James Brown was clearly influenced by classic blues, gospel, and African-American folk music. Brown knew he wanted to become an entertainer after watching performance footage of the popular jazz and R&B singer Louis Jordan. He was also certainly influenced by artists like Elvis Presley, Ray Charles, and Little Richard, though these musical contemporaries would have been just as influenced by James Brown as he was by them.
The real story with Brown is the way in which he revolutionized music, influencing just about every strain of pop music that would follow. He influenced musicians like Mick Jagger, David Bowie, Michael Jackson, Prince, and Public Enemy, among others. According to the man himself
, "Disco is James Brown, hip-hop is James Brown, rap is James Brown; you know what I'm saying?

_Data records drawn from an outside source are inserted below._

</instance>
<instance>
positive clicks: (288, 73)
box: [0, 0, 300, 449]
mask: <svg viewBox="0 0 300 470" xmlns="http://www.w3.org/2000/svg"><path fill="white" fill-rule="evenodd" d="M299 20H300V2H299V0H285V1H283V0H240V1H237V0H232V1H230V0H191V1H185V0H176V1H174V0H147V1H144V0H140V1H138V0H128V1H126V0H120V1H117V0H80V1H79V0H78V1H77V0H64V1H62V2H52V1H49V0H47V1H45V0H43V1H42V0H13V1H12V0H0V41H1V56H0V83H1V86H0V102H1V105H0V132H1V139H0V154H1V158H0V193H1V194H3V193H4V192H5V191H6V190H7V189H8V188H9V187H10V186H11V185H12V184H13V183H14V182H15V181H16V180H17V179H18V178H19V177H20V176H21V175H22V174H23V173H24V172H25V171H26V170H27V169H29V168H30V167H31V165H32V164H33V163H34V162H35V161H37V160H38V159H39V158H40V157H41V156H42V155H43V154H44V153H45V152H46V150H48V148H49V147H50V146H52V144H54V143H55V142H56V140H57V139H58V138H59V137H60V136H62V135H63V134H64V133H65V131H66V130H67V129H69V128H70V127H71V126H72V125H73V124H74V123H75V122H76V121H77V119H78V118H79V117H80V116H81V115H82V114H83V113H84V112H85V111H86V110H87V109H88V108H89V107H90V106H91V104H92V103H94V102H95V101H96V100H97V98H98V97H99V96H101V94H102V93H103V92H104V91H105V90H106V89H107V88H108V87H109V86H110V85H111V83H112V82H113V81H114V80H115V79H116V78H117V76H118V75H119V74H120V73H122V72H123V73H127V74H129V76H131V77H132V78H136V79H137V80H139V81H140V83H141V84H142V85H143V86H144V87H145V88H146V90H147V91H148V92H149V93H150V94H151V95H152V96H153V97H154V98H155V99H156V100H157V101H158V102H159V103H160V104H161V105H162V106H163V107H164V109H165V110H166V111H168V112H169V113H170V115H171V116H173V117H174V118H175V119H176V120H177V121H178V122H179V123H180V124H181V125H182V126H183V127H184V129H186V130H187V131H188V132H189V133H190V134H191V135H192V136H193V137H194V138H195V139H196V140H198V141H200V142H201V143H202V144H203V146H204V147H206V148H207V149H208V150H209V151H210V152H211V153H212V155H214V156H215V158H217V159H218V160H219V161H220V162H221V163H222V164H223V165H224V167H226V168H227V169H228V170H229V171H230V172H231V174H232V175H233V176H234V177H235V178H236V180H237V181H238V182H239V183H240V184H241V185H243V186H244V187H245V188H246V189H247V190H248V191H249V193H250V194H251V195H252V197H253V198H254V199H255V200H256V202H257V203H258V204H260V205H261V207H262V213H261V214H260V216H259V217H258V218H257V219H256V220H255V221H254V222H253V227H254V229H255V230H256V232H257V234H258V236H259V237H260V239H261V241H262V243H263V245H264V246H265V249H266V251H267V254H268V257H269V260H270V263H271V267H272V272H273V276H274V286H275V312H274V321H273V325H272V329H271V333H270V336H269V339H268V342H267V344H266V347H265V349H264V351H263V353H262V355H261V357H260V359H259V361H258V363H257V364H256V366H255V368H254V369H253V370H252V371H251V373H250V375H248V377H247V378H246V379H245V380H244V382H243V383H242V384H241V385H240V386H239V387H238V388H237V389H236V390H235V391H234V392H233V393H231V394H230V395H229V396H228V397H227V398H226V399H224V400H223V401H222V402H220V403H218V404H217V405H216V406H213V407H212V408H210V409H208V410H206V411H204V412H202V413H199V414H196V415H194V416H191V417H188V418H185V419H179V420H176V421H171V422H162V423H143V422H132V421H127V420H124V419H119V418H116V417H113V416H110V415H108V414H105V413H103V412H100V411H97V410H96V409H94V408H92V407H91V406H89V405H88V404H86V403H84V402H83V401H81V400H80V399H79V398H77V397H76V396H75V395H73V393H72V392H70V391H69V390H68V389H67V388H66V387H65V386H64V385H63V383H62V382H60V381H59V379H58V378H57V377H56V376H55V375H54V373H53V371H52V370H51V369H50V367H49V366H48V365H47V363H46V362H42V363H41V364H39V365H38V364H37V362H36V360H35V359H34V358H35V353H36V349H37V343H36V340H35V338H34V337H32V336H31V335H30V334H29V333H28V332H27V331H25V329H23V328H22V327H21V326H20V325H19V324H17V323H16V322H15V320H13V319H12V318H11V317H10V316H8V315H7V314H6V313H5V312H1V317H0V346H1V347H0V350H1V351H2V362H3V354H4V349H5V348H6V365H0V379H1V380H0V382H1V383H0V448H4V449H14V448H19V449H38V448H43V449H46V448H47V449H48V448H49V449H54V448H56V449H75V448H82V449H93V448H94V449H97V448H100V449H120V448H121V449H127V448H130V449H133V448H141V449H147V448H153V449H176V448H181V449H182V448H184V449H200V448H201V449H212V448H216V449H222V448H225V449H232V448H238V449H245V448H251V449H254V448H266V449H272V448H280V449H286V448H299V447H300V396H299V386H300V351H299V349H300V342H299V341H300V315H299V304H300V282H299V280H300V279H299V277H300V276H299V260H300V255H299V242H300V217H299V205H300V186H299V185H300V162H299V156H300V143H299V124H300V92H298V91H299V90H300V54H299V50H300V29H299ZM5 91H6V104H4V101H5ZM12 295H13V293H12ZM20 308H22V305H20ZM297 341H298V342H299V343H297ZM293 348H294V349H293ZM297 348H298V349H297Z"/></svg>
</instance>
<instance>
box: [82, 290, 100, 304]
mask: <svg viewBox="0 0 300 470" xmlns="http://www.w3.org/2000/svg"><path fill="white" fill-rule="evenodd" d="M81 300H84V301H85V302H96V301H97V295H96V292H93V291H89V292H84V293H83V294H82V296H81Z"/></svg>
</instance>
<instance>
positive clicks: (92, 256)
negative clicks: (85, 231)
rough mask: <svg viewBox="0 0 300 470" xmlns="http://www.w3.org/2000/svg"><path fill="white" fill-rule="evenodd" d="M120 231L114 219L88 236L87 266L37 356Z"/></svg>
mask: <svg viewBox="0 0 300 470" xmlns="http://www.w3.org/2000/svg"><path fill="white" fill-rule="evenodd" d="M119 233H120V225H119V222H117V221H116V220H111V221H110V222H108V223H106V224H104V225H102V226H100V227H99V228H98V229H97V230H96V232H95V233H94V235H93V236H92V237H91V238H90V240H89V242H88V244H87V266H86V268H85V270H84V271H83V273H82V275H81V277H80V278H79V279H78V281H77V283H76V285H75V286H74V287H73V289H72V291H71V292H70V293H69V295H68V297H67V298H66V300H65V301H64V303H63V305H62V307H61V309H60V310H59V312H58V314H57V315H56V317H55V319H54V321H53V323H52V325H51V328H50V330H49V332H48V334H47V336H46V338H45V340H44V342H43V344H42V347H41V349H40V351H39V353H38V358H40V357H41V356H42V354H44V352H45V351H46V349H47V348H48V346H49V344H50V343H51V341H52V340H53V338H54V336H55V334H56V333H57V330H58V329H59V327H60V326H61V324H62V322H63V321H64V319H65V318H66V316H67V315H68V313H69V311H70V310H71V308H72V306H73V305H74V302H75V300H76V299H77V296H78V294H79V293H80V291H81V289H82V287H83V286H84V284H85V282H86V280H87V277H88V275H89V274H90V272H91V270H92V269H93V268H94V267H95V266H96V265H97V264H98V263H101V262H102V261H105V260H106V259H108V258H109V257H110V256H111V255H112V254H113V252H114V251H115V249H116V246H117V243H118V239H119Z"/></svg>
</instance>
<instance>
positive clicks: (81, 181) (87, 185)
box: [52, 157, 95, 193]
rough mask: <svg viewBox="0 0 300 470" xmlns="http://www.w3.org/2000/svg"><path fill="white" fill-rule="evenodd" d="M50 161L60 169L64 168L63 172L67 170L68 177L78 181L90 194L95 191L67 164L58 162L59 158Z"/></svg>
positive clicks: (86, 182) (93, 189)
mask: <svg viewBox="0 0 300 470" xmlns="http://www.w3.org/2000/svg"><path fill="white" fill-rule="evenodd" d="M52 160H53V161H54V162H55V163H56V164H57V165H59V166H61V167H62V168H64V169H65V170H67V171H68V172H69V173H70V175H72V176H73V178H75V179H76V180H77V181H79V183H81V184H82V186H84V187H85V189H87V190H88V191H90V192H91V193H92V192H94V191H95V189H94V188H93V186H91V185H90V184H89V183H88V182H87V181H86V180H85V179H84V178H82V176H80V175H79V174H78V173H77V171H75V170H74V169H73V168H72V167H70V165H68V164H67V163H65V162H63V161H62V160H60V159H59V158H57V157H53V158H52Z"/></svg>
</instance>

You hear all the rappers, 90 percent of their music is me." While this may sound more than a bit egotistical, it's hard to say he's wrong. Brown not only directly helped create the genres of soul, funk, and modern R&B, he indirectly influenced an even wider range of artists, encouraging musicians to follow the rhythm and the groove rather than simply adhering to typical musical conventions and structure. Brown's music was sampled by innumerable hip-hop producers and DJs throughout the 1980s and 1990s, helping establish rap as a viable musical form. Even techno is indebted to James Brown. As a testament to his wide-ranging impact on modern pop music, Rolling Stone
named Brown #7 on their list of the Most Influential Artists of All Time. And even the academics are getting into the act; recently Princeton University devoted an entire conference to the study of James Brown. Now that's a lecture we could definitely sit through.